2017 : Simulating the Final Series After Week 1 of the Finals

And then there were six ...

With the Elimination and Qualifying Finals now completed, our simulations involve generating predictions for the 6 remaining games by applying the methodology as described in this blog.

In the chart below we record the proportion of the 10,000 simulations in which a particular team went out in a given week of the Finals.

The weekend's results were, according to the simulations, particularly beneficial for Richmond, who are now almost equal-favourites with Adelaide for the Flag. On a team-by-team basis, the changes in Flag chances were as follows:

  • Geelong -9%
  • Port Adelaide -6%
  • Essendon -2%
  • GWS -2%
  • West Coast +2%
  • Adelaide +2%
  • Sydney +5%
  •  Richmond +10%

The probabilities of going out in a particular week are shown in the heatmap below.

If you look closely at the methodology I've been using for these simulations, it includes perturbing the offensive and defensive ratings of both teams independently in every game based on random draws from a Normal distribution with a mean of 24 points. These perturbations add more variability to the simulated results relative to that which is incorporated in the one-week ahead forecasts used in my weekly tipping. Most importantly, the additional variability tends to move probabilities close to 50% for both teams (see this blog post to understand why this happens).

There's ample empirical rationale for perturbing the ratings in this way when projecting the remainder of the home and away season, but I've not assessed the efficacy of this practice when applied to the finals series. 

So, for the charts below I've re-run the simulations without perturbations.

Doing this shrinks the estimated Flag chances of the teams with small probabilities (viz Geelong, GWS and West Coast) and grows the estimated chances of the remaining teams (viz Adelaide, Richmond and Sydney - though for the latter only slightly).

As a heatmap we have.

So, being conservative, we might conclude that the Flag chances of each team lie in the following ranges:

  • Adelaide 33-37%
  • Richmond 29-33%
  • Sydney 15-16%
  • GWS 8-11%
  • Geelong 5-8%
  • West Coast 2-4%

As a last output, let's look at the underlying team-versus-team probabilities that fall out of the two simulation approaches.
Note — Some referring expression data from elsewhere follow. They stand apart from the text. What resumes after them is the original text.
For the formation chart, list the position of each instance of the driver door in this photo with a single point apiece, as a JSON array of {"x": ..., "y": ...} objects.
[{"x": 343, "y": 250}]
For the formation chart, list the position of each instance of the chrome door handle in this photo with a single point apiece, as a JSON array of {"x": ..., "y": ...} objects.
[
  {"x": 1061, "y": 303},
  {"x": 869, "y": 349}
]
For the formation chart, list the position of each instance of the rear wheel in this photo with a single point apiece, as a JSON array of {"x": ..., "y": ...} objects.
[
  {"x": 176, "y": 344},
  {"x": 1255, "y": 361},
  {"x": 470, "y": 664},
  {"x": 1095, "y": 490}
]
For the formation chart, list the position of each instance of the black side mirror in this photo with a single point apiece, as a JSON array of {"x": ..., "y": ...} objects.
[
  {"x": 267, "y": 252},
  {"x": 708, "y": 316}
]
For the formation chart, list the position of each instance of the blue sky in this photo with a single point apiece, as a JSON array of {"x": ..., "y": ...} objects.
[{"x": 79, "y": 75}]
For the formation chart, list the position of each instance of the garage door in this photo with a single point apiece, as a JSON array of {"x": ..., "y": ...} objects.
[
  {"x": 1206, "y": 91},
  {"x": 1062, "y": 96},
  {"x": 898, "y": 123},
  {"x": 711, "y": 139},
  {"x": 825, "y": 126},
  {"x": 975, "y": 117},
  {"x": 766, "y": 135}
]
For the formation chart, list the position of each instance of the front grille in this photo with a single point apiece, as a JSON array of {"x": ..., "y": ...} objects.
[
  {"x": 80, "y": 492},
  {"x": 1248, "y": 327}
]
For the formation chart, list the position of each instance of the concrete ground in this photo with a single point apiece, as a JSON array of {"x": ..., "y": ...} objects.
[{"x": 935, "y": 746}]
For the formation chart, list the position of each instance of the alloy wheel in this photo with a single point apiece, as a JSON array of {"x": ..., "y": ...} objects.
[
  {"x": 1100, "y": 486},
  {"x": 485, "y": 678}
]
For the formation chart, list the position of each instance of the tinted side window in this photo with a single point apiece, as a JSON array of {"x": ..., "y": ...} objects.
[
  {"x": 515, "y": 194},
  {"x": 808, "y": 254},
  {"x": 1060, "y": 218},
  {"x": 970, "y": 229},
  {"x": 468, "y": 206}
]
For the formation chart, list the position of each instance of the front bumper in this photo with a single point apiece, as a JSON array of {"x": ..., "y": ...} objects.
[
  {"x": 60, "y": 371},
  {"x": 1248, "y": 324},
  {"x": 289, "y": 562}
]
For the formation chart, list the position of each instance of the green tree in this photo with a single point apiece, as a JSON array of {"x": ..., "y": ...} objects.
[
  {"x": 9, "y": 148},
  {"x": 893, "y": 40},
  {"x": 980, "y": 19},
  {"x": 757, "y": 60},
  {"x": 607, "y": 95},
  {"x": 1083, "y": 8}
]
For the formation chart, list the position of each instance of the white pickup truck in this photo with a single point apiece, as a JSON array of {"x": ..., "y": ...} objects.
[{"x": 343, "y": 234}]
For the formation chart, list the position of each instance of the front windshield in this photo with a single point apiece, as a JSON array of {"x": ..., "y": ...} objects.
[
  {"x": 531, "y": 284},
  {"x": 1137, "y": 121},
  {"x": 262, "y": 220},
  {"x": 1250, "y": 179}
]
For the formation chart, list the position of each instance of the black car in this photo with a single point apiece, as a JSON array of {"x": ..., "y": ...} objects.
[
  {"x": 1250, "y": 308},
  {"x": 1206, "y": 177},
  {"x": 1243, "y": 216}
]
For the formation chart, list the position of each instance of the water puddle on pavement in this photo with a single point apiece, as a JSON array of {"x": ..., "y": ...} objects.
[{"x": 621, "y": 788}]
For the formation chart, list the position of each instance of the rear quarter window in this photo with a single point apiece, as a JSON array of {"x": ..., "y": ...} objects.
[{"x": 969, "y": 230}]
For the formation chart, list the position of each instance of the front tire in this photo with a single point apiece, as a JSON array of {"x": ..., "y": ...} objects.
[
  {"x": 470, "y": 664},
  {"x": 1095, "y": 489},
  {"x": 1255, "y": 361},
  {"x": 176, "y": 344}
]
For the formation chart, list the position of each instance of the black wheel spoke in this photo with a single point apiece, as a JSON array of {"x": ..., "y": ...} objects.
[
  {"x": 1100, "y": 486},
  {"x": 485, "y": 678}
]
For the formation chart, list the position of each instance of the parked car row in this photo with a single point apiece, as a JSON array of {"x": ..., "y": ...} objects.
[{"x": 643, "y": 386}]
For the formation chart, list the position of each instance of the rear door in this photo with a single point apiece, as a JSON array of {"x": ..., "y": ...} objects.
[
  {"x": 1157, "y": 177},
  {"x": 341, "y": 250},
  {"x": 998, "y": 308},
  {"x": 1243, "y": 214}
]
The first set of probabilities relate to the simulations we looked at first in this blog and you can see that, as I noted, they tend to be nearer 50% than the second set of probabilities, which come when we remove the additional perturbations.

Interestingly, what both sets of probabilities suggest is that the more even-matched Grand Finals would have Adelaide facing Richmond, Sydney facing Richmond, or Geelong facing GWS.

A Sydney or Adelaide versus West Coast Grand Final would be the most mismatched.